NCJ Number
99538
Journal
Law and Policy Volume: 7 Issue: 3 Dated: (July 1985) Pages: 315-343
Date Published
1985
Length
29 pages
Annotation
This paper examines how individual responsibility for organizational wrongdoing can be governed within corporate cultures and explores the problem of incompatibility between legal and organizational principles of responsibility.
Abstract
Much of the discussion is based on interviews with 30 head-office executives of 6 large Japanese corporations, as well as civil servants responsible for business regulation in 4 major ministries. Four intracorporate varieties of individual responsibility for organizational wrongdoing are reviewed. These are 'noblesse oblige,' where the organization's titular head assumes strict responsibility; 'captain of the ship responsibility,' where the senior officer at the site of wrongdoing is held responsible; 'nominated accountability,' where responsibility is on persons identified in advance as accountable for the types of actions at issue; and 'fault-based responsibility,' where responsibility is on those deemed most culpable.
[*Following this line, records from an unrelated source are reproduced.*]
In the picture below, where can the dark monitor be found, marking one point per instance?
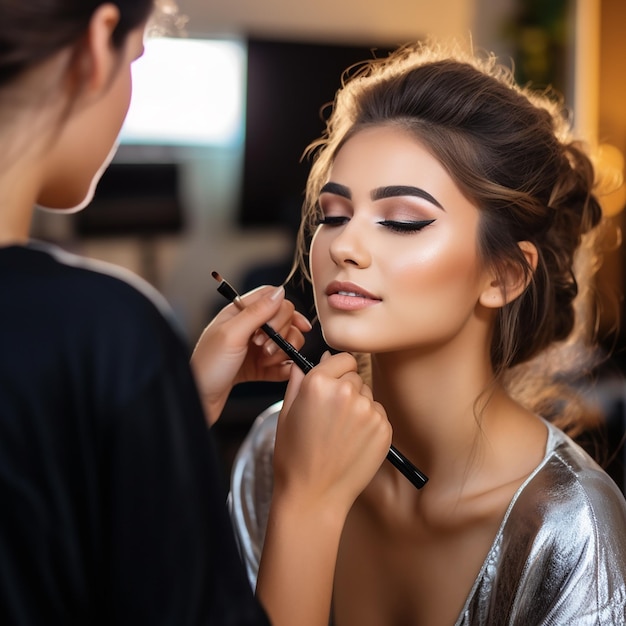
(134, 199)
(288, 84)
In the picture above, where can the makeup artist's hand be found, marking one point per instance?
(332, 436)
(331, 439)
(233, 350)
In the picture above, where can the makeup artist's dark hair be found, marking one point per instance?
(510, 152)
(34, 30)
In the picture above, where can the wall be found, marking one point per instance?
(180, 266)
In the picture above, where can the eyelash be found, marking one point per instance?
(397, 227)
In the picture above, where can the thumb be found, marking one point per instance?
(257, 312)
(296, 376)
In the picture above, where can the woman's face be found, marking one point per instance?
(394, 262)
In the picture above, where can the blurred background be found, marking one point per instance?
(208, 175)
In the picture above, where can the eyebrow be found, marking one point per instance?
(404, 190)
(380, 193)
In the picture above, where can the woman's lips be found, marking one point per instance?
(349, 297)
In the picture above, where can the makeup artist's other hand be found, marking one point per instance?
(332, 436)
(232, 350)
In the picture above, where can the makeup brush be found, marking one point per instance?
(394, 456)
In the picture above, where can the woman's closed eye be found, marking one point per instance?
(408, 226)
(399, 226)
(333, 220)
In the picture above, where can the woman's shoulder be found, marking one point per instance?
(251, 487)
(568, 506)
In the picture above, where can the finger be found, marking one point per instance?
(293, 336)
(367, 392)
(296, 376)
(256, 313)
(336, 365)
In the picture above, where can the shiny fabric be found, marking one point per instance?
(559, 557)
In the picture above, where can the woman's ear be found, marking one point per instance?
(511, 282)
(96, 58)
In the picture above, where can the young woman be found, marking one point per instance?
(446, 207)
(112, 507)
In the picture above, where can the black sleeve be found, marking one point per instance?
(172, 554)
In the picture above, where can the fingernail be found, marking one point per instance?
(278, 293)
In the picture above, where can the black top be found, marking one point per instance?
(113, 509)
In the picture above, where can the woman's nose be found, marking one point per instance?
(349, 245)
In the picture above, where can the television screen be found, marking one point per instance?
(288, 83)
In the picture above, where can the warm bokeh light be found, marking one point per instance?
(612, 192)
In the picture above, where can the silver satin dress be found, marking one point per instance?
(559, 557)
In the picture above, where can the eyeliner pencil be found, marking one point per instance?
(394, 456)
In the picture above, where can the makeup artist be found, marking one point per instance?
(112, 504)
(454, 224)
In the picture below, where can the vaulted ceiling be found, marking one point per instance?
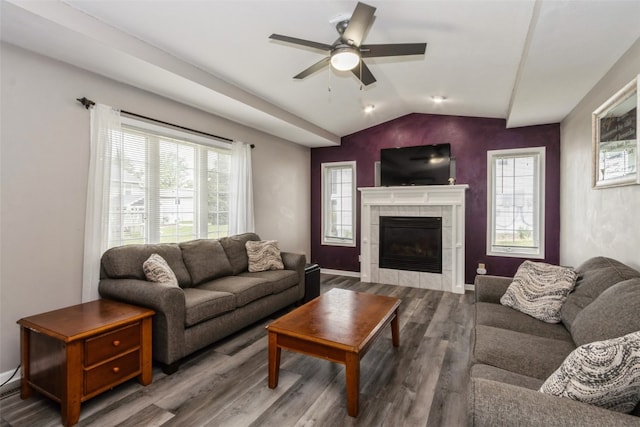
(527, 61)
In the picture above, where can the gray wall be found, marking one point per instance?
(44, 165)
(603, 221)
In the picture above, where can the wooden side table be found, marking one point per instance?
(75, 353)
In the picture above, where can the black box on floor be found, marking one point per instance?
(311, 282)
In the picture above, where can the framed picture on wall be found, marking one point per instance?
(615, 139)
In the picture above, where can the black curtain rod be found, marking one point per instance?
(87, 103)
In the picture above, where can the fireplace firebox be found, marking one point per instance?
(411, 243)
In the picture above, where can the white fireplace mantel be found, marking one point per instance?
(416, 201)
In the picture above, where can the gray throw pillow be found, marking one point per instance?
(157, 270)
(602, 373)
(205, 259)
(539, 290)
(264, 255)
(616, 312)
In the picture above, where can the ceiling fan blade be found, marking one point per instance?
(367, 76)
(315, 67)
(400, 49)
(359, 23)
(302, 42)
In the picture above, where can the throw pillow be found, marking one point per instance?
(157, 270)
(264, 255)
(539, 290)
(601, 373)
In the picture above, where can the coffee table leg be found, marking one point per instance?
(352, 369)
(395, 330)
(274, 360)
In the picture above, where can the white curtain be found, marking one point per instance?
(241, 190)
(105, 127)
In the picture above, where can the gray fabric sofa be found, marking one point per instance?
(216, 297)
(514, 353)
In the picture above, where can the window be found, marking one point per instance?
(338, 203)
(167, 186)
(515, 188)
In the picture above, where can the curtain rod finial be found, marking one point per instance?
(87, 103)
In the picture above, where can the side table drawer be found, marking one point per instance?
(111, 344)
(111, 373)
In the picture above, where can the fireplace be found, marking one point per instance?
(411, 243)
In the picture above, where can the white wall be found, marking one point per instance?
(604, 221)
(43, 178)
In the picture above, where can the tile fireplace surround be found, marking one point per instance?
(446, 201)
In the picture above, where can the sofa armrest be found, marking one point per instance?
(169, 304)
(491, 288)
(493, 403)
(296, 262)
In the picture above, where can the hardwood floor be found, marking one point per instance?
(421, 383)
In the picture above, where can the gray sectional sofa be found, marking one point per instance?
(514, 353)
(216, 296)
The discussion then turns to the divergence between legal and organizational principles of responsibility, followed by an assessment of four approaches for addressing this divergence. The approach most favored by the authors would allow corporations to propose their own principles of accountability as the basis for a pluralistic matching of legal principles and organizational cultures. The approach least favored would make both corporate and legal principles of accountability conform to some ethical canon. Twenty-six notes and 94 references are provided.